A majority of home equity lines, also known as HELOC, are pegged to the prime rate. The prime rate is what most banks charge their most credit-worthy customers. Changes in the federal funds rate and the discount rate influence the direction of the prime rate. The prime typically determines the direction of borrowing costs on such things as credit cards, home equity loans, lines of credit, personal loans, and auto loans. Experts say the Fed’s third rate reduction could shave rates on HELOCs by a quarter-point by November or December.

For existing homeowners, the rate cuts could be good news. For those planning to make improvements to get their houses ready to sell next year, the rate changes could make financing the upgrades cheaper.

PERHAPS NOW IS THE TIME TO CONSIDER HOME REFINANCING

The Fed’s actions, along with the economy and other factors, could impact long-term mortgage interest rates. Still, how those rates move are more commonly tied to yields on U.S. Treasury notes. Accordingly, the mortgage rates are now much lower than since late 2018.

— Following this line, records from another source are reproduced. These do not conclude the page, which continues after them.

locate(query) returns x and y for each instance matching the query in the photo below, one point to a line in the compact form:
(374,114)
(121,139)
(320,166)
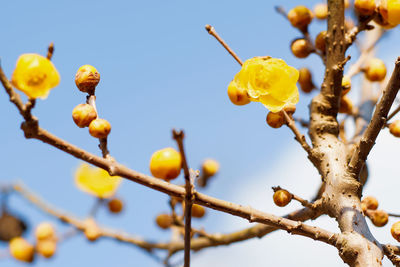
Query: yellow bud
(395,231)
(21,249)
(87,78)
(378,217)
(369,203)
(321,11)
(375,70)
(300,17)
(46,248)
(210,167)
(166,164)
(45,231)
(300,48)
(83,115)
(346,84)
(320,41)
(115,205)
(164,221)
(394,128)
(346,105)
(238,96)
(99,128)
(282,197)
(35,75)
(305,80)
(365,7)
(275,120)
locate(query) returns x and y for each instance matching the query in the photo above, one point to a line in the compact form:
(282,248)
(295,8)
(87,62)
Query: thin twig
(50,51)
(378,120)
(298,136)
(179,136)
(211,30)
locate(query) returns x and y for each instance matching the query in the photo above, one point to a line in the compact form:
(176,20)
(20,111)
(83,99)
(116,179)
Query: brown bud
(115,205)
(275,120)
(99,128)
(87,78)
(301,48)
(83,114)
(305,80)
(394,128)
(282,197)
(164,221)
(369,203)
(395,231)
(378,217)
(320,41)
(300,17)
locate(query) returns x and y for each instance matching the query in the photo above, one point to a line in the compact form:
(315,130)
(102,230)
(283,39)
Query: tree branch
(378,121)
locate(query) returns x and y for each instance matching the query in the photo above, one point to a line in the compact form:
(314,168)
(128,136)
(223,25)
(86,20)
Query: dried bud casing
(87,78)
(282,197)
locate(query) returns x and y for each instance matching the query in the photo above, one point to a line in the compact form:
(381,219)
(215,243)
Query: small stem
(211,30)
(50,51)
(178,136)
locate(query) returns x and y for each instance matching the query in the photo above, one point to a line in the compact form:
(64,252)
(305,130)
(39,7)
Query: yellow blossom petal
(269,81)
(393,9)
(96,181)
(35,75)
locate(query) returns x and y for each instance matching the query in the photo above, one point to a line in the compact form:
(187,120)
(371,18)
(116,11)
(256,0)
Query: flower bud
(164,221)
(320,41)
(369,203)
(395,231)
(375,70)
(238,96)
(365,7)
(346,84)
(198,211)
(305,80)
(99,128)
(378,217)
(282,197)
(115,205)
(300,17)
(394,128)
(390,12)
(300,48)
(83,114)
(92,231)
(87,78)
(210,167)
(275,120)
(21,249)
(321,11)
(346,105)
(46,248)
(166,164)
(45,231)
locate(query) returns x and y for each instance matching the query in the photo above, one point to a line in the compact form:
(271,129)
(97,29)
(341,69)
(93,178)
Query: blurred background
(161,70)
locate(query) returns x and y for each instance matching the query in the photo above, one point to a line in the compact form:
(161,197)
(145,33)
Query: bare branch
(211,30)
(378,121)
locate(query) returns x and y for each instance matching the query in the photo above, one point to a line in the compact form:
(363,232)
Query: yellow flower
(35,75)
(269,81)
(96,181)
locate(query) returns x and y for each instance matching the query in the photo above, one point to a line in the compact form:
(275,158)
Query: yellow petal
(35,75)
(96,181)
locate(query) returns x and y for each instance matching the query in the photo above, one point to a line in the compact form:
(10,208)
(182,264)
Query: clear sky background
(159,70)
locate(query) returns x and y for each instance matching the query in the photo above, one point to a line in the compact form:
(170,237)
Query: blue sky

So if you purchased a house within the last several years, it would be worth checking to see if you can now refinance at a lower rate. Just cutting a percentage point off your mortgage rate could potentially save you more than $100 monthly, experts say.

PURSUE LOWER BORROWING COSTS ON STUDENT LOANS

More than 1.4 million students annually utilize private student loans to help pay college debt. At the same time, the bulk of students use federal student loans with fixed rates. The private loans can carry a fixed rate or variable rate. The loans with a variable rate could be trimmed when the Fed cuts rates. How much can be saved may depend on such factors as the terms of the loan. If you have both federal student loans and private student loans, experts advise paying off the private loans first or seeing if you can refinance them at a lower fixed rate.

LOWER CREDIT CARD COSTS, BUT ONLY EXPECT A TAD IN SAVINGS

The federal rate of 25 basis points will have little impact on the interest cost for consumers, says Robert McKinley, senior analyst for CardTrak.com. For example, a consumer with a credit card balance of $3,000, with a 20% interest rate, would save about $7.50 per year. So far this year there have been three rate cuts for a total of 75 basis points, dropping the prime rate from 5.50% one year ago to 4.75% in November. So, using the same example of a $3,000 balance at 20% APR, the savings would be $22.50 per year, or about a little less than $2 per month, compared to one year ago.

Unfortunately, the Fed rate means lower rates on a certificate of deposit and other savings accounts. Individuals may now have to look for higher-yielding savings accounts but realize the gains might be minuscule. Plus, senior citizens who put money into CDs and savings accounts will net less from lower rates. That could translate into less income for older Americans for retirement savings as well as money to live on.